那黄袍客正是杜风,他见尹吉甫认出自己,只是微微一笑,拂袖一抛,一封书信便朝尹吉甫面门飞去。
尹吉甫下意识闪躲,却发现对方掷出书卷的力道恰到好处,书信在眼前平铺而开,落入尹吉甫手中。
这一下功夫俊得很,虽然不礼之至,但却让在座众将都吃惊不小。
尹吉甫忍住心中的怒气,也不急着看信,而是面无表情地看着杜风。
杜风却毫不以为意,自顾自地扫视营中众人,面带轻蔑之色。唯独将眼神望向尹吉甫下首的申伯诚时,突然脸色微微一变。
换作其他人,自然发现不了杜风眼神中的异样。但尹吉甫何等敏锐,心中突然一凛——难道,这杜风与申伯诚有旧不成?

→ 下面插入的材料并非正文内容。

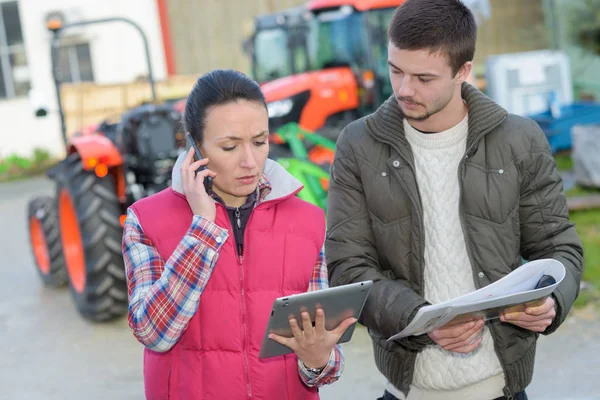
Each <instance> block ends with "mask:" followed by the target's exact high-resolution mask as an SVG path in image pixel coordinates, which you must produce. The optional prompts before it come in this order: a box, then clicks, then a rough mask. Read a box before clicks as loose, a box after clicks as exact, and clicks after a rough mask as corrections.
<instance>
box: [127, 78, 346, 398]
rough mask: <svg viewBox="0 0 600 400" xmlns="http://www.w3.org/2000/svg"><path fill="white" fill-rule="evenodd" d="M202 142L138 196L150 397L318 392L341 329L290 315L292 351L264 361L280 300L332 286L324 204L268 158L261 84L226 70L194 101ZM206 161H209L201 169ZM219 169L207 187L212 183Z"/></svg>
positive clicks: (137, 258)
mask: <svg viewBox="0 0 600 400" xmlns="http://www.w3.org/2000/svg"><path fill="white" fill-rule="evenodd" d="M184 114H185V116H184V125H185V129H186V131H187V132H189V133H190V134H191V136H192V138H193V140H194V142H195V143H196V145H197V146H198V148H199V150H200V152H201V153H202V155H203V156H204V157H206V158H205V159H200V160H197V161H194V150H193V148H190V150H189V151H188V152H187V153H186V154H183V155H182V156H180V157H179V159H178V161H177V164H176V165H175V168H174V169H173V179H172V182H173V183H172V187H171V188H170V189H167V190H164V191H162V192H160V193H158V194H156V195H153V196H150V197H148V198H145V199H143V200H140V201H138V202H136V203H135V204H133V205H132V206H131V207H130V208H129V210H128V214H127V220H126V222H125V229H124V234H123V254H124V259H125V265H126V270H127V281H128V288H129V304H130V306H129V314H128V320H129V326H130V327H131V329H132V330H133V332H134V335H135V336H136V338H137V339H138V340H139V341H140V342H141V343H142V344H143V345H144V346H145V350H144V381H145V391H146V397H147V398H148V399H167V398H168V399H183V400H187V399H207V400H208V399H232V400H237V399H250V398H256V399H273V400H275V399H277V400H280V399H318V398H319V395H318V389H317V387H319V386H322V385H324V384H329V383H332V382H335V381H336V380H337V379H338V378H339V376H340V374H341V373H342V368H343V355H342V352H341V350H340V348H339V346H337V345H336V344H335V343H337V341H338V340H339V338H340V337H341V335H342V334H343V332H344V331H345V330H346V329H347V327H348V326H350V325H351V324H353V323H354V322H355V321H356V320H355V319H352V318H349V319H347V320H345V321H344V322H342V323H341V324H340V326H339V327H338V328H336V329H335V330H333V331H326V330H325V329H324V327H323V322H324V316H323V312H322V310H318V314H317V315H318V316H317V321H316V324H315V327H313V326H312V323H311V321H310V320H309V319H308V315H304V316H303V318H302V321H295V320H292V321H290V325H291V327H292V329H293V330H294V333H295V334H294V337H293V338H291V339H288V338H283V337H279V336H272V337H271V338H272V339H273V340H276V341H278V342H279V343H281V344H284V345H286V346H288V347H290V348H291V349H292V350H293V351H294V353H292V354H290V355H286V356H280V357H273V358H267V359H259V358H258V351H259V350H260V346H261V343H262V337H263V335H264V330H265V329H266V325H267V321H268V317H269V314H270V310H271V306H272V304H273V300H274V299H275V298H277V297H281V296H288V295H291V294H295V293H300V292H305V291H306V290H307V289H308V290H318V289H323V288H326V287H327V286H328V281H327V268H326V266H325V263H324V256H323V252H322V246H323V241H324V234H325V219H324V215H323V212H322V210H321V209H319V208H317V207H315V206H313V205H311V204H308V203H306V202H304V201H302V200H300V199H299V198H298V197H296V196H295V194H296V193H298V192H299V191H300V190H301V188H302V186H301V184H300V183H299V182H298V181H297V180H296V179H294V178H293V177H292V176H291V175H290V174H289V173H287V172H286V171H285V169H283V168H282V167H281V166H280V165H279V164H277V163H275V162H273V161H271V160H268V159H267V156H268V153H269V144H268V135H269V121H268V113H267V107H266V103H265V99H264V97H263V94H262V92H261V90H260V88H259V86H258V85H257V84H256V83H255V82H253V81H252V80H250V79H248V78H247V77H246V76H245V75H243V74H241V73H239V72H235V71H230V70H216V71H213V72H210V73H208V74H206V75H204V76H202V77H201V78H200V79H199V80H198V82H197V83H196V85H195V86H194V88H193V90H192V92H191V94H190V95H189V97H188V100H187V104H186V108H185V113H184ZM202 166H206V167H207V168H205V169H204V170H201V171H199V172H198V173H197V174H196V171H197V170H198V169H199V168H200V167H202ZM207 177H212V179H213V182H212V190H211V191H210V194H208V193H207V191H206V189H205V187H204V185H203V181H204V179H205V178H207Z"/></svg>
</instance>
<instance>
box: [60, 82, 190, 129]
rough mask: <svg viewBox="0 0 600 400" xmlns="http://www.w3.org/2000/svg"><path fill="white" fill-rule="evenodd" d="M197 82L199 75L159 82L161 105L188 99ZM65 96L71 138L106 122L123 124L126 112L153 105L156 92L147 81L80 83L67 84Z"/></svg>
mask: <svg viewBox="0 0 600 400" xmlns="http://www.w3.org/2000/svg"><path fill="white" fill-rule="evenodd" d="M197 79H198V76H197V75H182V76H173V77H170V78H168V79H166V80H163V81H158V82H156V95H157V102H159V103H160V102H163V101H165V100H170V99H177V98H185V97H187V95H188V94H189V92H190V91H191V89H192V87H193V85H194V83H195V82H196V80H197ZM61 96H62V101H63V109H64V113H65V123H66V125H67V135H68V136H70V135H72V134H73V133H74V132H76V131H78V130H80V129H82V128H84V127H86V126H88V125H90V124H96V123H100V122H102V121H103V120H105V119H109V120H119V118H120V116H121V115H122V114H123V113H124V112H126V111H128V110H130V109H132V108H134V107H136V106H138V105H140V104H143V103H147V102H150V101H151V100H152V91H151V89H150V85H149V84H148V82H147V81H145V80H143V81H142V80H138V81H135V82H129V83H121V84H110V85H100V84H95V83H80V84H63V85H62V86H61Z"/></svg>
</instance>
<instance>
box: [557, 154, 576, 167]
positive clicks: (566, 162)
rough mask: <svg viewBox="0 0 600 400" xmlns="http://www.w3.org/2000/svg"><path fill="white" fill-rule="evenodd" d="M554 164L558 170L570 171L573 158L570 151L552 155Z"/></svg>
mask: <svg viewBox="0 0 600 400" xmlns="http://www.w3.org/2000/svg"><path fill="white" fill-rule="evenodd" d="M554 159H555V160H556V166H557V167H558V170H559V171H570V170H572V169H573V159H572V158H571V153H560V154H556V155H554Z"/></svg>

片刻的踌躇,杜风已然有些不耐烦:“兮甲,信已带到,还望赐回信!”
尹吉甫心中已然怒不可遏,此人语气虽然一贯柔和,但他竟然直呼自己的名姓“兮甲”,这可与当面骂人无异。更何况,尹吉甫自从担任太宰之后,便改“尹”为氏,已然极少人称呼他幼年姓氏。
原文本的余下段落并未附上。